Gotta Start Somewhere or The First Day

It first became an issue I couldn’t ignore around May 2001. I was walking down the hill outside my building in the Bronx in early afternoon when the Sun is at it's brightest. I had begun taking to sunglasses within the previous couple of years because the sun seemed so much brighter. I figured I was 32 and was just getting older, but that day, as I walked down the hill, I realized I had forgotten my shades and the sun appeared as if a nuclear explosion was smearing across the sky. The landscape appeared awash in tiny black insects like gnats that appeared to follow me wherever I turned my gaze. Thousands upon thousands of dots almost obliterating my view. I had to squint my eyelids as far as they would close and still be able to see to try and minimize the searing burn from the overactive light. I somehow made it down the hill, bought my butts, and traveled up the hill again, facing the light. It was excruciating. I knew I was in serious trouble.

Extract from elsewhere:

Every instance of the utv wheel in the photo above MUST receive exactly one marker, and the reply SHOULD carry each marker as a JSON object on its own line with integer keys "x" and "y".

This problem had been accelerating in magnitude over the previous couple of years and wouldn’t just go away on its own, like I had hoped. However I didn’t have any kind of medical insurance or any knowledge whatsoever about obtaining any kind of treatment. My eyesight had become so bad I stopped getting "asked back" to the freelance gigs I had due to my ever mounting fuckups that I couldn’t even see. I was becoming broke quick so out of pocket was a major impediment. It was another seven months before I finally went to see a Doctor and another nine years before I saw a competent one. In those years through to the present I have spent a lot of time in the dark, literally and metaphorically.